The album is an interesting synthesis of approaches. On the disc-opening “Cherryco” and the third track, “The Blessing,” Cherry, Haden and Blackwell are a unit, and Coltrane is the guest. On the three tracks with Percy Heath, the balance of power shifts somewhat in Coltrane’s direction, as Heath is a conventionally swinging bassist who finds the root of Coleman’s compositions (and Thelonious Monk‘s “Bemsha Swing,” which closes the disc) and renders them as heavy blues, with subtlety but little desire to break the bounds of jazz tradition. He brings the absent Coleman in, rather than letting the saxophonist’s compositions take him out; it’s the difference between Ornette’s “freedom from” and jazz’s always implied “freedom to.”

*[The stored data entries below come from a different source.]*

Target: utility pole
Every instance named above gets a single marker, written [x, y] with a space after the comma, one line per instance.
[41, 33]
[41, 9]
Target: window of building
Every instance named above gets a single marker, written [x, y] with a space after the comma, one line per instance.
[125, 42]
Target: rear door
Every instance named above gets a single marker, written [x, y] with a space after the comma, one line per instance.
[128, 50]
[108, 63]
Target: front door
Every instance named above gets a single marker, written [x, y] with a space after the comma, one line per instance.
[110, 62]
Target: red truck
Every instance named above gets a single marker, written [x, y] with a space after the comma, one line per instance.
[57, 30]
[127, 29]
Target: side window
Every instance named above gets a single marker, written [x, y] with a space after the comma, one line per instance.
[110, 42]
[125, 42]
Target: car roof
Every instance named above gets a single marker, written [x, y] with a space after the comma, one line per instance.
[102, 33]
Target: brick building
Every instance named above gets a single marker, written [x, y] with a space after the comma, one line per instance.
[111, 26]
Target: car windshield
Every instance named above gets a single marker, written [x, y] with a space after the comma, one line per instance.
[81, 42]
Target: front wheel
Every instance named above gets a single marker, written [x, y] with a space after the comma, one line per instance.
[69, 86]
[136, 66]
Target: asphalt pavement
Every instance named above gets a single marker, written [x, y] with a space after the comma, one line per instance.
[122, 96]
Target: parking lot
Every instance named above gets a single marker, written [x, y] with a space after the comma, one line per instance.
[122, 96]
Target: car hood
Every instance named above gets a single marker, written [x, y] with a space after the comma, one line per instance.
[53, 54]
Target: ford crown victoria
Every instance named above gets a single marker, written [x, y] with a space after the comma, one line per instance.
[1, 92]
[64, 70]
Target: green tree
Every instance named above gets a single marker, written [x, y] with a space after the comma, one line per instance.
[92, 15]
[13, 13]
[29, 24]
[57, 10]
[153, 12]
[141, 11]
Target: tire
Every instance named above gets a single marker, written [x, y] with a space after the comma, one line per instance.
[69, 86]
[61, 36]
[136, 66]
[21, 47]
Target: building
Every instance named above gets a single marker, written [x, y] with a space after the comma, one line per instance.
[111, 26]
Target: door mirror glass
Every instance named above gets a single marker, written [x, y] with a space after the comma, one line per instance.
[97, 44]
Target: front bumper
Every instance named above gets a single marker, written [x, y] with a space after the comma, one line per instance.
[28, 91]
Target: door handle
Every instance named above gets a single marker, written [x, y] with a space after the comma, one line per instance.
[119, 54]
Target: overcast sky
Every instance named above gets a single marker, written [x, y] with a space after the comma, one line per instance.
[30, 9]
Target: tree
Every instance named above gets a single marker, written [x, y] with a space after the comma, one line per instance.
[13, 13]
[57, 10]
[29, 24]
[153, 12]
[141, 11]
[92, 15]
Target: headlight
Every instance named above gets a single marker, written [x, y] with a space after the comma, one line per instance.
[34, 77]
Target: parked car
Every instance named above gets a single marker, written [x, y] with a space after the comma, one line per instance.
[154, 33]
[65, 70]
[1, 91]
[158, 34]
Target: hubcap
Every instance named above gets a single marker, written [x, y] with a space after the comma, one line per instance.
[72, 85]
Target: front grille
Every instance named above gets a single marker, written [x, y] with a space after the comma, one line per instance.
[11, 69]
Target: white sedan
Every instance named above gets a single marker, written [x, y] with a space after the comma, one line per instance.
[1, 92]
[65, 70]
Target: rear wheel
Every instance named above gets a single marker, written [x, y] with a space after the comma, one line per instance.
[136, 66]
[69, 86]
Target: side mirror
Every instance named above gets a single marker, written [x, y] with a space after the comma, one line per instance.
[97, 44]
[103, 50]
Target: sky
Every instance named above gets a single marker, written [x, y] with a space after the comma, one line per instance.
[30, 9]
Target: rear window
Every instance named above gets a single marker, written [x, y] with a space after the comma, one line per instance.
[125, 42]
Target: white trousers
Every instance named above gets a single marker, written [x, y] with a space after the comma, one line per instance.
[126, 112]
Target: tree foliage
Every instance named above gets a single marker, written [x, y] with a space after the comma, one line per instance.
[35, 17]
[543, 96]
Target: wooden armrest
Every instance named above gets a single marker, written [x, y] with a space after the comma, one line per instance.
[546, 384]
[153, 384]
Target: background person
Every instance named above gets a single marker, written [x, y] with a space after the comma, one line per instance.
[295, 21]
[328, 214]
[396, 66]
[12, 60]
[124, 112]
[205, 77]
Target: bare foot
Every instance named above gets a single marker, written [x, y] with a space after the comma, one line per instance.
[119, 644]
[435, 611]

To my ear, “Bemsha Swing” is the heart of the record, and a perfect complement to the four Ornette and inspired-by-Ornette pieces that precede it. Throughout the album, Coltrane is willing to be Cherry’s equal, never swamping the trumpeter under waves of notes (as he surely could have done) or blasting him flat with raw power. Coltrane in 1960 was still very much under the sway of Prestige jam-session rules, wherein solo statements were made in a form as strictly organized as a university debate. You don’t play over the other man, you let him say his piece and then you say yours, or the two of you blow through the melody. It’s not a fight, it’s an attempt to spontaneously create a piece of music that sounds formally organized. Ornette’s band was toying with these rules, subtly subverting them, and that wasn’t Coltrane’s thing, not yet, but he wanted to dip a toe in nevertheless. And after doing so (occasionally at great length; the group’s version of “Focus On Sanity” passes the 12-minute mark), he brings the band around to his way of thinking with a version of “Bemsha Swing,” a tune he’d probably played dozens of times with Monk himself, three years earlier. I’ve done your thing, he seems to say, now you do this thing with me. And Cherry and Blackwell join in quite happily as Coltrane and Heath lurch and swing through a piece by the previous decade’s (and indeed the decade before that, too) impenetrable avant-garde genius.